Klaus Mäkelä © Monika Rittershaus
Klaus Mäkelä
© Monika Rittershaus

Das Konzertprogramm des Abends bestehend aus zwei Werken des frühen 20. Jahrhunderts, Sergej Rachmaninows Drittes Klavierkonzert und Richard Strauss‘ Alpensinfonie, die unterschiedlicher nicht sein könnten. Sie bildeten ein Spannungsfeld, das Klaus Mäkelä als Gastdirigent der Berliner Philharmoniker interpretatorisch congenial zu verbinden wusste. Der 29-jährige finnische Dirigent, dessen Karriere so manchen seiner älteren Kolleg*innen in den Schatten stellt, vermochte die diesjährigen Festspiele als Trockenübung für die kommenden Jahre anzusehen.
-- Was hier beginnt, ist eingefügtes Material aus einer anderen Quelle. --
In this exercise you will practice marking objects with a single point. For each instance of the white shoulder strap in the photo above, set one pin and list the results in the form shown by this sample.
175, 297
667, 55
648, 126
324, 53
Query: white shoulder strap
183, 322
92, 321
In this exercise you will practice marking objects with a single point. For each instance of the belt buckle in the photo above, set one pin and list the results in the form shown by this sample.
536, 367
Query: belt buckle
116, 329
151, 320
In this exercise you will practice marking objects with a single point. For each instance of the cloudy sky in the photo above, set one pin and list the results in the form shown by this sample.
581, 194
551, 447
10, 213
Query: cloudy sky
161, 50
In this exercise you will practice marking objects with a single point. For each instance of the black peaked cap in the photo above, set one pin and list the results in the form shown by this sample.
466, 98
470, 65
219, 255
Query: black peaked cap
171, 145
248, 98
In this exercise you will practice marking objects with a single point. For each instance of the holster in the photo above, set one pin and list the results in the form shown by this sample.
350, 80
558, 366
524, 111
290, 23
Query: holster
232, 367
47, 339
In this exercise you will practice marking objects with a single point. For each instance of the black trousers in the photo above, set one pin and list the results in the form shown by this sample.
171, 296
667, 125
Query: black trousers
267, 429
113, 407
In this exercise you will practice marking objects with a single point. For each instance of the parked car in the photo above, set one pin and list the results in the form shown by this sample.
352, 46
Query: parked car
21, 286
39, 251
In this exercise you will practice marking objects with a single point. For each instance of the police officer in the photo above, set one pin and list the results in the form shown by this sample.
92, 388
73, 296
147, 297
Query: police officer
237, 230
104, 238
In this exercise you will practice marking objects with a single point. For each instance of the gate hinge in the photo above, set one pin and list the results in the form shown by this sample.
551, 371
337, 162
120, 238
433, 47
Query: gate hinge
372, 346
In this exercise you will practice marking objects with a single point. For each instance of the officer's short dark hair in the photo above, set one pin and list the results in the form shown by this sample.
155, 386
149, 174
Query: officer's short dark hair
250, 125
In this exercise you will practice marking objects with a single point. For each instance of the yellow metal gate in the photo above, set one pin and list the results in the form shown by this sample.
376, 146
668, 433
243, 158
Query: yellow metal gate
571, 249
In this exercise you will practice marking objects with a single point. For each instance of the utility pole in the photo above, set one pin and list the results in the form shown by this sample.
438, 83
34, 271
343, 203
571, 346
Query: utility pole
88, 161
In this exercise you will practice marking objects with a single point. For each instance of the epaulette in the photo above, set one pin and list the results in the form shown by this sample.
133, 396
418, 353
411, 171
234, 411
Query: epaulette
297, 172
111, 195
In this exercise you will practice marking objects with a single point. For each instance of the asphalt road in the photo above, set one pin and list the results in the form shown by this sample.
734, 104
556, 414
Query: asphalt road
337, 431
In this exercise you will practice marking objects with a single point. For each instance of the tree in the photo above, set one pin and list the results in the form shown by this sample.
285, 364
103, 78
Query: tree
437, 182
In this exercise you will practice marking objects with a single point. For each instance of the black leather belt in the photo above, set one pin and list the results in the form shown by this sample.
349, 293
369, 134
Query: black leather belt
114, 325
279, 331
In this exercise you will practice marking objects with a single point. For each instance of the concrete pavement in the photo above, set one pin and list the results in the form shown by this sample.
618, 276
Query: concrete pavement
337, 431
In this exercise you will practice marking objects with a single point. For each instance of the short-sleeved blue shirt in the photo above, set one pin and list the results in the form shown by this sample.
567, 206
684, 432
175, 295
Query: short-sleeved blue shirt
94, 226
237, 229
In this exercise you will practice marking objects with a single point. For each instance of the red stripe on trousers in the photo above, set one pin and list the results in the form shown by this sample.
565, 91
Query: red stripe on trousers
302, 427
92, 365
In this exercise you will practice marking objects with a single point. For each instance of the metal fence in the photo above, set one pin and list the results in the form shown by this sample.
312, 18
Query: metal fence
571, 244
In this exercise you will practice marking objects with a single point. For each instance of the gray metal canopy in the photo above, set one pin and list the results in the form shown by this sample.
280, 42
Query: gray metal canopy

Mit Abzug der Berliner wird er als Chefdirigent des niederländischen Royal Concertgebouw Orchestra, ein ebenso renommierter Klangkörper, die musikalischen Geschicke im österlichen Baden-Baden lenken.

Für den ersten Teil des Abends stand ihm als Solist kein geringerer als Leif Ove Andsnes zur Seite, der Rachmaninows Drittes Klavierkonzert in den vergangenen drei Jahren wahrlich zu seinem Paradestück erhoben hat, denn kein anderes Werk hat Andsnes derart häufig aufgeführt. Mäkelä, sich dessen bewusst, gab Andsnes und seinem Solopart den ihnen gebührenden Raum und nahm das Orchester bewusst zurück, um die unnachahmliche Virtuosität von Andsnes' Klavierspiel wirken zu lassen. Andsnes' Interpretation war weniger durch große Effekte gekennzeichnet, sondern bestach vielmehr durch seine große Klarheit und einem beträchtlichem Reichtum an Klangfarben. Während der norwegische Pianist demutsvoll unscheinbar, dennoch unglaublich brillant, seine Finger über die Tasten schweben ließ, sorgte Mäkelä mit dem makellosen Spiel der Berliner Philharmoniker für die zugrundeliegende Leidenschaft und Emotionen. Besonders die ins Fortissimo anschwellenden Streicherläufe und die präzisen, effektvollen Einsätze der Blechbläser versetzten seiner Interpretation nachhallende Akzente.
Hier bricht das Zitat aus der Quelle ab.